The rule also makes changes to both the tie-breaker and QDIA provisions in the Trump Administration regulation in an attempt to address concerns raised regarding those issues.
There is a 60-day period in which to send comments, ending on December 13.
Why is this time different?
In addition to the new DOL regulation, there are a number of forces coming together that may encourage plan sponsors to move forward with incorporating ESG funds into their DC plans. For multinational companies, regulations in Europe and the United Kingdom are not only encouraging the incorporation of ESG factors into plans’ investment lineups but requiring it. In the US, participant interest in ESG funds, particularly sustainability funds, is increasing. A new Schroders study found that incorporating ESG investments into retirement plans may lead to greater contribution rates. The “2021 U.S. Retirement Survey,” conducted in late January 2021 among 1,000 US consumers ages 45 to 75 and 230 workers with employer-sponsored DC plans, reported that of those participants who were aware that their plan had ESG options, nine out of 10 said they invest in them. The Schroder survey further found that 69 percent of retirement plan participants said they would or might increase their overall contribution rate if their plan offered ESG options.
In addition, ESG integration is gaining prevalence as a value-driving factor for traditional investment analysis and decision-making. Under such strategies, the thoughtful assessment of material ESG factors — used, for example, as a complement to traditional research such as analyzing financial statements, industry trends, and company growth strategies — is integral to identifying opportunities, mitigating risks, and creating long-term shareholder value for investors. As the quality and consistency of ESG data and analytics increase, we expect such ESG integration to increasingly become a mainstream, if not standard, element of long-term, value-driven investing.

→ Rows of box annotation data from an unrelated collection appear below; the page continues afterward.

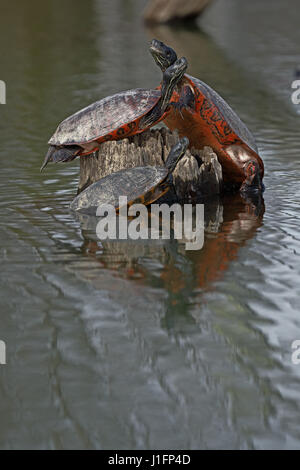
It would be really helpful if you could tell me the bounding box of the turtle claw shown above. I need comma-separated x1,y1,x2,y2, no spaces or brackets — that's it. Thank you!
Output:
172,101,186,119
240,160,265,195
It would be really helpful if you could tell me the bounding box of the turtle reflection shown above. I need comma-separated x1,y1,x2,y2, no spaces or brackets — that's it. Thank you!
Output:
79,194,265,292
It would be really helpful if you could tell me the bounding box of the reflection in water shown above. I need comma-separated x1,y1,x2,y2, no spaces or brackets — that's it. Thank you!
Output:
0,0,300,449
77,194,265,293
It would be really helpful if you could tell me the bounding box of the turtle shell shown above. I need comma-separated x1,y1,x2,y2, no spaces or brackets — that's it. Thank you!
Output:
49,88,161,146
70,166,168,214
185,74,258,153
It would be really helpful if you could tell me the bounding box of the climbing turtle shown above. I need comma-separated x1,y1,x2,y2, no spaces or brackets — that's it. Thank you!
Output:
150,39,264,191
70,137,189,215
41,57,187,170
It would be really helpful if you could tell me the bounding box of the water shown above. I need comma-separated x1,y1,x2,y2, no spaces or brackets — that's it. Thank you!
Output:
0,0,300,449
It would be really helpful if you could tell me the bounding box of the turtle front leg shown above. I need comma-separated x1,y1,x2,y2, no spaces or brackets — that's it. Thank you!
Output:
170,85,195,119
240,160,265,194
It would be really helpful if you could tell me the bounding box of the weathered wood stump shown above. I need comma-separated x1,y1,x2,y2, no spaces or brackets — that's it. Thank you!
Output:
78,128,222,202
144,0,211,24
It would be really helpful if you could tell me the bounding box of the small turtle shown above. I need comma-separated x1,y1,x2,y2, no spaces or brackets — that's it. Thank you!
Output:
41,57,187,171
150,39,264,191
70,137,189,215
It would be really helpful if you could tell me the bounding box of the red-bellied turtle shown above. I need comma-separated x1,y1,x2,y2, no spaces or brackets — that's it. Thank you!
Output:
150,39,264,191
41,57,187,170
70,137,189,215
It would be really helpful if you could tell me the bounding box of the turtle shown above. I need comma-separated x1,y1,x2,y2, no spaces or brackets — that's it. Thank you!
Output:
70,137,189,215
41,57,187,171
150,39,264,192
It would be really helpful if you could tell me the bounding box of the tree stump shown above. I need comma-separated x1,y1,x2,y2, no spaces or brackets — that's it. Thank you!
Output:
144,0,211,24
78,128,222,202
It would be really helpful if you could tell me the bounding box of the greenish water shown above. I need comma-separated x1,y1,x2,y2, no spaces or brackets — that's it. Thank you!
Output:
0,0,300,449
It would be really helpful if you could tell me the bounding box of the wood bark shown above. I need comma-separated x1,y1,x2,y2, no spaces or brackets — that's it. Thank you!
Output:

Finally, with the Biden administration issuing a new regulation early in its term, rather than days or months before the end of the administration, plan fiduciaries may be able to take comfort in the fact that the legal environment will be in place for years prior to a possible change in policy. As ESG integration becomes more the “norm” in fund construction, we believe these factors will become one of the primary bases upon which investment managers rely.
1 This tie-breaker language was again referenced in IB 2015-01 issued by the Obama Administration. 2 Specific references to ESG were removed from the operative language in the final regulation but retained throughout the preamble.